Once at her home planet, Jean looks for clues to her past and her family. She starts by going to the bar formerly owned by her foster parent, a mean, harsh man with criminal connections. She remembers his abusive behaviour, which led to her killing him when she was a girl. She meets young bartender Gem Morales, and goes on a date with him. Gem is abrasive, arrogant and forceful, which reminds her of her dead foster father. People on her home planet keep mistaking her for another woman of the same age who looks like her and who has a similar personality, a hint that she may have one or more twin sisters on the planet.

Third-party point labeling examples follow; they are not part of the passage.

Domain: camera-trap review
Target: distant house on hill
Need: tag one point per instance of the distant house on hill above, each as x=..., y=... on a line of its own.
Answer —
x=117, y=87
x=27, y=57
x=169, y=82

In the attic above her foster father's old bar, she finds more clues in an old photo album, which lead her to Cholwell's laboratory facilities. She goes to see Cholwell's estate, only to discover that his claim of raising "chickens" was a front for his human cloning experiments. Jean then learns the truth about her parentage: Cholwell created her and seven sisters in the laboratory 17 years ago. This explains Cholwell's surprise at meeting her on Earth and the mystery of her doppelgangers on Codrion. When Jean learns that one of her sisters has been convicted of her abusive foster father's murder, Jean reveals herself to the authorities. Fortunately, under Codrion law, the uncertainty over the murderers' identity leads to an acquittal.

Reception

The Jean Parlier character was unusual for the 1950s, as she was a strong, independent female protagonist, and the story focuses on her (she is not the wife, girlfriend, or assistant of a male protagonist). While amoral, beautiful, and willing to use her looks and sex appeal to advance her goals, she did not fit the cliche femme fatale template popular in noir and hardboiled fiction of the era (note that in Cholwell's Chickens, the first half of the story has a noirish mystery-type feel). As well, even though she is the lead character, she was not simply a female version of a standard male hero archetype.